L'Italia che conta

Esiste un’Italia che conta?

Se guardiamo l’Italia politica purtroppo c’è da mettersi le mani nei capelli; infatti riescono ad emergere guitti, lestofanti e imbonitori (per la parità, ovviamente) di tutti i generi, anche di quelli di prossima invenzione.

Ma ora, per molti ma non per me, c’è Draghi, una personalità stimata in tutto il mondo, che riporterà l’Italia al prestigio internazionale che merita, che risolleverà le sorti economiche della nostra nazione, che ci condurrà verso una ripresa senza precedenti e finalmente ci condurrà verso la rinascita e fuori dal buio.

Sarebbe facile rispondere con tutte le storie del passato che lo riguardano dalla speculazione sulla lira di Soros ai tempi di Ciampi, alla privatizzazione delle imprese pubbliche ai tempi di Prodi e via di questo passo; ma queste sono cose che sappiamo tutti, anche se i più, in ossequio ad un potente, fingono di non saperle.

Voglio invece fare riferimento all’infelice figura fatta con il recente viaggio in Libia. L’attuale primo ministro libico, Dabaiba, ha accolto il nostro presidente del consiglio ed il povero ministro degli esteri italiano, con correttezza formale ma senza nessuna volontà di stringere accordi. Quasi un atto di cortesia; ma nessuna decisione è stata presa ma si è solo discusso di possibile cooperazione in alcuni settori e di immigrazione.

Ma Draghi, come sappiamo, più che essere espressione del popolo italiano, è un mandatario della UE; la vera espressione dell’Italia, in quella circostanza, è stato Di Maio, il ministro degli esteri, relegato in silenzio in un angolo e il fatto che, nella sala dove si è svolto l’incontro, non vi fosse il tricolore dello stato ospitato, ma solo la bandiera libica, è un segnale importante per capire la considerazione in cui sono tenuti i rappresentanti dell’Italia.

L’aspetto più significativo di quello che stiamo dicendo è nelle immediate azioni successive all’incontro di Tripoli: infatti una settimana dopo, Dabaiba, con ben 14 ministri e una ventina di alti funzionari e importanti industriali libici si è recato ad Ankara per incontrare Erdogan e sottoscrivere alcuni patti bilaterali relativi sia allo sfruttamento del Mediterraneo che alle infrastrutture ed alla ricostruzione della Libia, ormai distrutta dalla dissennata politica USA e UE e dai conseguenti scontri interni.

Se questo è il trattamento che l’Italia subisce, dovremmo concludere che non contiamo proprio più nulla.

Per fortuna, però, l’Italia è altro.
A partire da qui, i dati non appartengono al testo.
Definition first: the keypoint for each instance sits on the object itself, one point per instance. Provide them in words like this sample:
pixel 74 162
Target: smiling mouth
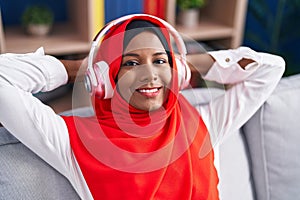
pixel 149 92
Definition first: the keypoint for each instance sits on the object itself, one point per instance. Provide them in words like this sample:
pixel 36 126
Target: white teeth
pixel 148 90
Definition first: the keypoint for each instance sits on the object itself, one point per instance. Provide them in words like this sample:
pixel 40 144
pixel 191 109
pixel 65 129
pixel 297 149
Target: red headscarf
pixel 126 153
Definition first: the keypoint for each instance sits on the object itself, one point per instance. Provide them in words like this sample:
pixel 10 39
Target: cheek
pixel 166 76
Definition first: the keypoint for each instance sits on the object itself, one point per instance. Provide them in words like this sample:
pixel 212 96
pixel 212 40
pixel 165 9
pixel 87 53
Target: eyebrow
pixel 137 55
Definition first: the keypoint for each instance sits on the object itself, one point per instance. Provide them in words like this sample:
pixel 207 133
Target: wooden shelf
pixel 221 21
pixel 59 41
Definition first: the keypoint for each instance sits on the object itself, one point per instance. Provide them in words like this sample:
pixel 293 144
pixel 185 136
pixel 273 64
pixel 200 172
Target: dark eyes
pixel 130 63
pixel 135 63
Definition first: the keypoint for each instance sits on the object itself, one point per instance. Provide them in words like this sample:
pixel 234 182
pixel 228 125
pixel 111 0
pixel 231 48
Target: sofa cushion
pixel 273 136
pixel 23 175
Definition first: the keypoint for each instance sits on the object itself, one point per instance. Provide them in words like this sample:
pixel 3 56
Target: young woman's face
pixel 145 73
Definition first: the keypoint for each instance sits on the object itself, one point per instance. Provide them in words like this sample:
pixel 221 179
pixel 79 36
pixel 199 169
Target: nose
pixel 148 73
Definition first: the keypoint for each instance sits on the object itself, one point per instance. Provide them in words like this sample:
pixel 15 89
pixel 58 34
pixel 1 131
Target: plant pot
pixel 38 29
pixel 189 18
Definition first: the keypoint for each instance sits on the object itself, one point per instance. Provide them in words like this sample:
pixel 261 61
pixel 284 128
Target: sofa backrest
pixel 273 137
pixel 23 175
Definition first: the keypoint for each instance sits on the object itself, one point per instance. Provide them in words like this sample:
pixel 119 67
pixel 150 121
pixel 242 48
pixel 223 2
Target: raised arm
pixel 253 77
pixel 33 123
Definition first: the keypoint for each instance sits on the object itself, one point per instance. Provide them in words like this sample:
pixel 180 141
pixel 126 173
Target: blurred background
pixel 267 25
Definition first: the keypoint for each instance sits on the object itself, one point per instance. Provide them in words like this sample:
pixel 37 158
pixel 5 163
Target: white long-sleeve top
pixel 44 132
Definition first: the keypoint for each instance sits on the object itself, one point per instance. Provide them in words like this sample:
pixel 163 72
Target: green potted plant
pixel 189 11
pixel 37 20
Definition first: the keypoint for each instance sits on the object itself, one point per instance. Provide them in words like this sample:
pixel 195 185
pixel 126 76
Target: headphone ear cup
pixel 184 73
pixel 103 89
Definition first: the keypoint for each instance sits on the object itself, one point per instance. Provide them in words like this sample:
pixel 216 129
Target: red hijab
pixel 126 153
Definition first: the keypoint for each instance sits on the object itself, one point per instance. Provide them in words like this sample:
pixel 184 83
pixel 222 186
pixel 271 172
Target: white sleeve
pixel 250 88
pixel 28 119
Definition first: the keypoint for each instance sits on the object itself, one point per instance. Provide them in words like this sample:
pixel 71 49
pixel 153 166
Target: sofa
pixel 260 161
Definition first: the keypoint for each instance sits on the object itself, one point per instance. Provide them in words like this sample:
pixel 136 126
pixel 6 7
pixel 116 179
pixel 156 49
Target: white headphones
pixel 97 81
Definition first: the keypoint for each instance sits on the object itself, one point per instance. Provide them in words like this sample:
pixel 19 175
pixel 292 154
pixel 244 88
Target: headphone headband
pixel 91 76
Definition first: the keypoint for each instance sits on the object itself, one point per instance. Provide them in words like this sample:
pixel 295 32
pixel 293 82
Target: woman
pixel 146 141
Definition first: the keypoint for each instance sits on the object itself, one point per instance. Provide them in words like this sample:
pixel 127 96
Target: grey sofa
pixel 260 161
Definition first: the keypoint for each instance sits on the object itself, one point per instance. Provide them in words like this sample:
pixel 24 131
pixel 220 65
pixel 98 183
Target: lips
pixel 149 92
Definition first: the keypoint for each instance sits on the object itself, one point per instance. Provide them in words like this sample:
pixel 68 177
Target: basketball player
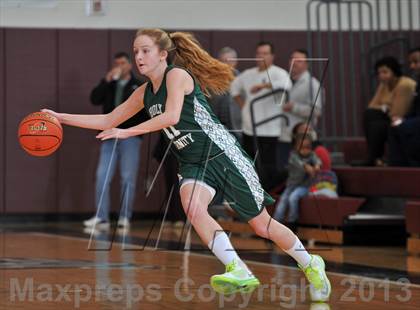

C’è un’Italia che nonostante gli ostacoli creati dalla politica nazionale, le difficoltà costruite dai continui cedimenti della classe politica verso i veri e propri ricatti fatti dai paesi che dovrebbero essere nostri alleati e le pressioni antitaliane della UE, riesce a lavorare, produrre e ad essere competitiva e richiesta, anche senza il sostegno dei vari governi.

L’ultimo caso è quello del rimorchiatore Carlo Magno, costruito dal cantiere navale Rosetti Marino di Marina di Ravenna, che è stato fondamentale per la liberazione del canale di Suez dalla nave Even Given che è rimasta incagliata per oltre una settimana, bloccando tutto il traffico del canale.

Sono queste le cose che ci inorgogliscono, sono queste le realtà che ci fanno capire che il popolo italiano da solo, senza traditori e senza venduti, ce la può fare, basta solo una rigenerata classe politica che ami l’Italia e ne tuteli l’interesse soprattutto dai cosiddetti alleati che dal 1945 ci impediscono una crescita autonoma. Siamo un popolo che se lasciato libero di esercitare il proprio ingegno ce la può fare e… ce la faremo.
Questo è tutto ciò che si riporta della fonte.